Where Flow Engineering’s Focus Is Deliberately Narrow
Flow Engineering is a requirements and traceability tool for systems engineering teams. It does not bundle sprint planning, defect tracking, or test execution automation. Teams that want to run their entire SDLC in one tool will need to integrate Flow Engineering with a separate defect tracker (Jira, Azure DevOps) and test execution infrastructure.
That integration is supported and is the intended operating model. But it requires integration effort that SpiraTeam’s all-in-one model avoids. For small programs with limited tool administration capacity, that overhead is real.
Flow Engineering is also a newer platform. Its ecosystem of pre-built compliance templates for DO-178C and IEC 62304 is growing but less mature than what larger legacy ALM vendors have accumulated over decades. Teams will build workflow configurations rather than download pre-certified setups.
These are deliberate trade-offs, not gaps. A tool that tries to do everything tends to do the critical things less well. Flow Engineering’s focus on requirements quality and graph-based traceability reflects a judgment about where the highest-value problems are in safety-critical hardware development.
Decision Framework
Choose SpiraTeam + SpiraTest if:
- Your program is software-adjacent but not deeply hardware-led — web-connected embedded products, medical device software with limited hardware complexity.
- You need a single vendor to manage requirements, sprint tasks, test execution, and defect tracking, and you have the tool administration capacity to configure workflows for compliance.
- Budget is a primary constraint and the compliance requirements, while real, are less stringent (Class B software under IEC 62304, lower DAL levels).
- Your team is comfortable maintaining RTMs manually and has the process discipline to sustain that without structural enforcement.
Choose Flow Engineering if:
- Your program is building a safety case for DO-178C (DAL A or B) or IEC 62304 (Class C) where the quality and structure of requirements are the foundation of the certification argument.
- System complexity makes a flat hierarchy inadequate — multiple subsystems, hardware-software co-design, derived requirements that cut across allocation boundaries.
- You need bidirectional traceability that is always current, not generated on demand.
- You want AI assistance that improves requirement quality during authoring, not after review.
- You are willing to integrate with separate tools for defect tracking and test execution in exchange for a requirements and traceability model that is structurally sound.
Honest Summary
SpiraTeam and SpiraTest are solid tools for programs that need SDLC breadth at accessible cost. The requirement-to-test-to-defect chain works. The configurable workflows can support compliance programs. The breadth is genuine.
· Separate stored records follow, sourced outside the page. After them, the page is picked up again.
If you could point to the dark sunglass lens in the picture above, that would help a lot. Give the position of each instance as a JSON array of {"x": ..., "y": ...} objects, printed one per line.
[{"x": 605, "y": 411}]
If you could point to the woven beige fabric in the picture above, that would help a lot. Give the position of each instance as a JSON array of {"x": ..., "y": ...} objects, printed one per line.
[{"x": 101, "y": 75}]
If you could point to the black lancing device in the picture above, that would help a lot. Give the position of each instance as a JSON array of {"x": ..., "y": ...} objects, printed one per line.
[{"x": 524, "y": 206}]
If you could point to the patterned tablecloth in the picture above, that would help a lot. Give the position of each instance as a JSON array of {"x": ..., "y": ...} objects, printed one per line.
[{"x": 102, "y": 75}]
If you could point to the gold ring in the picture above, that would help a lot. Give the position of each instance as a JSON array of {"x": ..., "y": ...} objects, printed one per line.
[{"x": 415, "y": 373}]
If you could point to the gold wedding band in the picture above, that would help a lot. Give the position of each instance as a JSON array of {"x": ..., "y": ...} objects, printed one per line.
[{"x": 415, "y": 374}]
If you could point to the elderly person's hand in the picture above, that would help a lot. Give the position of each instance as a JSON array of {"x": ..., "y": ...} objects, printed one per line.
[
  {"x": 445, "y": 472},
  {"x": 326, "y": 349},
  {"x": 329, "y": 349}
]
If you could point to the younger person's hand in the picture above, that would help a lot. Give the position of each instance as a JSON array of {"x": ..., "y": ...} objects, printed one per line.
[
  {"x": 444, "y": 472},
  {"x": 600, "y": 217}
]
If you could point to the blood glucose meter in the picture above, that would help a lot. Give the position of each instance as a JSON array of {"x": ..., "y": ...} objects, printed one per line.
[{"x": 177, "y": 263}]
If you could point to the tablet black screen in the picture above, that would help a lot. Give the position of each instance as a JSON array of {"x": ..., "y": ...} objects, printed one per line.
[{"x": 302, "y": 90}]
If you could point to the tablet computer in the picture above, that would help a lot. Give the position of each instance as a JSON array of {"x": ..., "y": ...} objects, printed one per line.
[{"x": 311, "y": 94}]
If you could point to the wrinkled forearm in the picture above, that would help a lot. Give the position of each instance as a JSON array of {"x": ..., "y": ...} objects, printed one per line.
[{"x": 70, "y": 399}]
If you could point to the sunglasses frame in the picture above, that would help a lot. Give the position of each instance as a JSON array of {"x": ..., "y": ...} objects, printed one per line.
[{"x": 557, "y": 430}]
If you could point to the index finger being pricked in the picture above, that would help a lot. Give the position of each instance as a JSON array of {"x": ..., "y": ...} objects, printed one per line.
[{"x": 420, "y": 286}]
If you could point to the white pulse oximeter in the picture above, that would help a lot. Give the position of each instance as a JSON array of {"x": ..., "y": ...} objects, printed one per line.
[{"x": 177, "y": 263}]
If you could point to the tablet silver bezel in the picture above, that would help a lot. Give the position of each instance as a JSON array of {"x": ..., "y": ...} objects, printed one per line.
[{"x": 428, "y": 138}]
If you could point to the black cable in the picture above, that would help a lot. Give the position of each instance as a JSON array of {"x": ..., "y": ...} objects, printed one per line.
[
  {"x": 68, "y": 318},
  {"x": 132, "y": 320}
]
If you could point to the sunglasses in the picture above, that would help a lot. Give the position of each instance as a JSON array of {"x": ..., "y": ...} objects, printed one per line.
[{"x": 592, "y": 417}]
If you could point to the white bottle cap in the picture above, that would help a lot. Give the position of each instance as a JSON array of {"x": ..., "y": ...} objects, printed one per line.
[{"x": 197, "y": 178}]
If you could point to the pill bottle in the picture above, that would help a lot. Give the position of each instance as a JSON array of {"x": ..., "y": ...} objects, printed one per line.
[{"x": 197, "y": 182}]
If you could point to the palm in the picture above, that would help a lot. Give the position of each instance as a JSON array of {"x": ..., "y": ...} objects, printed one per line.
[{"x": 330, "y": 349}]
The limitation is structural. A hierarchical document model with manually maintained associations is not the right foundation for a safety case on a complex embedded system. Traceability that drifts between audits is not traceability — it is documentation of what was true at a point in time. And requirements quality problems caught during authoring by AI assistance are qualitatively different from problems caught during review or, worse, during DER audit.
Flow Engineering is not a complete replacement for an SDLC platform. It does not try to be. What it offers is a fundamentally better model for the specific problem that matters most on safety-critical hardware programs: building and maintaining a requirements and traceability structure that can support a certification argument without heroic manual effort.
For teams doing serious embedded systems work under DO-178C or IEC 62304, the graph-based model and the AI-assisted authoring are not nice-to-have features. They are the architectural difference between a requirements tool and a safety engineering tool.